Dubner gives 3 examples: President Obama, classical pianist Glenn Gould, and some sports guy who wrote a book about some other sports guy. Click the above link if you're interested in the specific explanations.

Dubner adds:
In each case, the subject spoke with what I can only characterize as total intelligence — a lot of mental horsepower, to be sure, but also nuance, precision, conceptual and practical elements combined in the same sentence, and psychological astuteness.

I guess, therefore, that if I were asked to define what it means to be “smart” in this day and age, those are the characteristics I’d list. I know a lot of super-brainy people who don’t express themselves well; I know a lot of psychologically astute people who haven’t a whiff of organization or precision about them; I know a lot of articulate people who can’t see the big picture. But if I were friends with either Obama, [that sports guy], or Gould, I’d have to say that they were the smartest people I know. (Sadly, I’m not.)
I don't understand why he focuses on "President Obama's first press conference" (the prime-time address in early February where he pitched the economic stimulus plan). I'm fine with Dubner using Obama as an example of a smart person. But as for that specific press conference, I agree with this review — it was unusually long-winded and meandering. ("Obama seemed like he was channeling a particularly loquacious combination of Joe Biden, Bill Clinton, and the ghost of Hubert Humphrey. . . . Obama radiated the sense of a leader who has digested too many economic briefings and memorized too many talking points in preparation for his primetime rendezvous with the public.")

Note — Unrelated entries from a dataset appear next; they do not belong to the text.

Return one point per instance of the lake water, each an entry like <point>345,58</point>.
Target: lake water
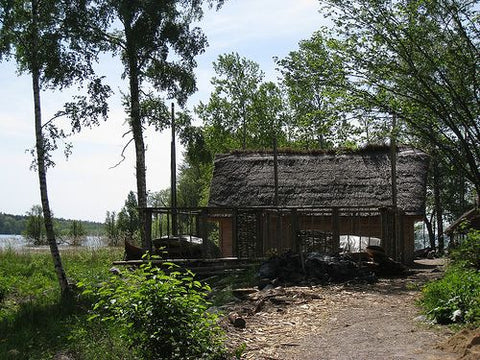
<point>18,242</point>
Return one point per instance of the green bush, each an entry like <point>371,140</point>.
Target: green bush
<point>455,297</point>
<point>161,313</point>
<point>468,252</point>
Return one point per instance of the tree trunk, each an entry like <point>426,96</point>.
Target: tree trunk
<point>431,234</point>
<point>41,169</point>
<point>137,130</point>
<point>438,204</point>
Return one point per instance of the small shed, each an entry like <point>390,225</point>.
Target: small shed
<point>321,196</point>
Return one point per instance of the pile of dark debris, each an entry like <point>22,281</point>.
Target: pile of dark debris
<point>316,268</point>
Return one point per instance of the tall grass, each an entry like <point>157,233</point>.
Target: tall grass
<point>36,323</point>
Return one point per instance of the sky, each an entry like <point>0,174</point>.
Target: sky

It's also weird that he starts out equating intelligence with finishing your sentence with unexpected insight, but he never gives any example of a sentence by any of those 3 people (or anyone else) that ended unexpectedly. So I was disappointed with how he finished his blog post.

As for Dubner's analysis of what makes someone intelligent — "nuance," "precision," "conceptual"/"practical," and "psychologically astute" — I'm not sure. Someone who had all those qualities in their conversation would probably be interesting to listen to. But do they add up to "intelligence"? Maybe they add up to "how to sound intelligent."

UPDATE: My dad has a good intelligence test:
whether a person, if asked to explain himself, is capable of doing so in different, clearer terms than he used the first time.
Unfortunately, it's all too common to see people trying to project intelligence through precisely the opposite approach: persistently explaining things in obfuscatory terms. I keep coming back to this passage from an essay by John Kenneth Galbraith (previously blogged):
Complexity and obscurity have professional value—they are the academic equivalents of apprenticeship rules in the building trades. They exclude the outsiders, keep down the competition, preserve the image of a privileged or priestly class. The man who makes things clear is a scab. He is criticized less for his clarity than for his treachery.